HPC and the Big Data challenge

Abstract High performance computing (HPC) and Big Data are technologies vital for advancement in science, business and industry. HPC combines computing power of supercomputers and computer clusters, and parallel and distributed processing techniques for solving complex computational problems. The term Big Data refers to the fact that more data are being produced, consumed and stored than ever before. This is resulting in datasets that are too large, complex, and/or dynamic to be managed and analysed by traditional methods. Access to HPC systems and the ability to model, simulate and manipulate massive and dynamic data, is now critical for research, business and innovation.
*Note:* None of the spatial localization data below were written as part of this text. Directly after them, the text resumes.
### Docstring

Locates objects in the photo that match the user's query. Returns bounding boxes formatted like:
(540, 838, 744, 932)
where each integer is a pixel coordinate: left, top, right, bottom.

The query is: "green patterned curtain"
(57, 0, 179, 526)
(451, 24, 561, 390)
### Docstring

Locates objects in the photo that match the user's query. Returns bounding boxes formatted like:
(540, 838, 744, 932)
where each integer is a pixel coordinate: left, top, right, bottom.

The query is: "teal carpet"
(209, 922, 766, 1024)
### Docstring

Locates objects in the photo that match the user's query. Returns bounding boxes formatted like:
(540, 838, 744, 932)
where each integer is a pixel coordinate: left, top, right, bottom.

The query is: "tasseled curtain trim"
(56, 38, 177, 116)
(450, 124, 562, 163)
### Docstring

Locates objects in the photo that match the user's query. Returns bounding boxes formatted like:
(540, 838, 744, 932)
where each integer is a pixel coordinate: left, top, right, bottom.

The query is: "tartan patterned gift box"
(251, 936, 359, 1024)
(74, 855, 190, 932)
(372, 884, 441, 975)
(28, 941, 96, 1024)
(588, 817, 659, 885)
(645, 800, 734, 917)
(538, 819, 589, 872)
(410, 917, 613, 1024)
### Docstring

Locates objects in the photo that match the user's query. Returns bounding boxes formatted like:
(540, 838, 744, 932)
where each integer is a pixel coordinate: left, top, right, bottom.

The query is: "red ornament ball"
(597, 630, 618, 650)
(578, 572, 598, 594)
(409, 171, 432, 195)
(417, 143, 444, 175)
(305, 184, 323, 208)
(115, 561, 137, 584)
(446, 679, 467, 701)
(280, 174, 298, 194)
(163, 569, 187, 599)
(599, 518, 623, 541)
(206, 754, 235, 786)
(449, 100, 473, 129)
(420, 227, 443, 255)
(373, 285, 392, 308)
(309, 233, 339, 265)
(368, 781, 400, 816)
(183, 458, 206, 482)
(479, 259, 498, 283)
In this paper an overview of HPC and Big Data technology is presented. The paper outlines the advances in computer technology enabling Peta and Exa scale and energy efficient computing, and Big Data challenges of extracting meaning and new information from the data. As an example of HPC and Big Data synergy in risk analysis, a case study of processing close-call data is conducted using HPC resources at the University of Huddersfield. A parallel program was designed and implemented on the university's Hadoop cluster to speed up processing of unstructured free form text records pertaining to close call railway events, in order to identify potential risks and incidents. This case study demonstrates the benefits of using HPC with parallel programming techniques, and the improvements achieved compared to serial processing on a standard workstation computer system. However, it also highlights the challenges in risk analysis of Big Data that require novel approaches in HPC system and software design.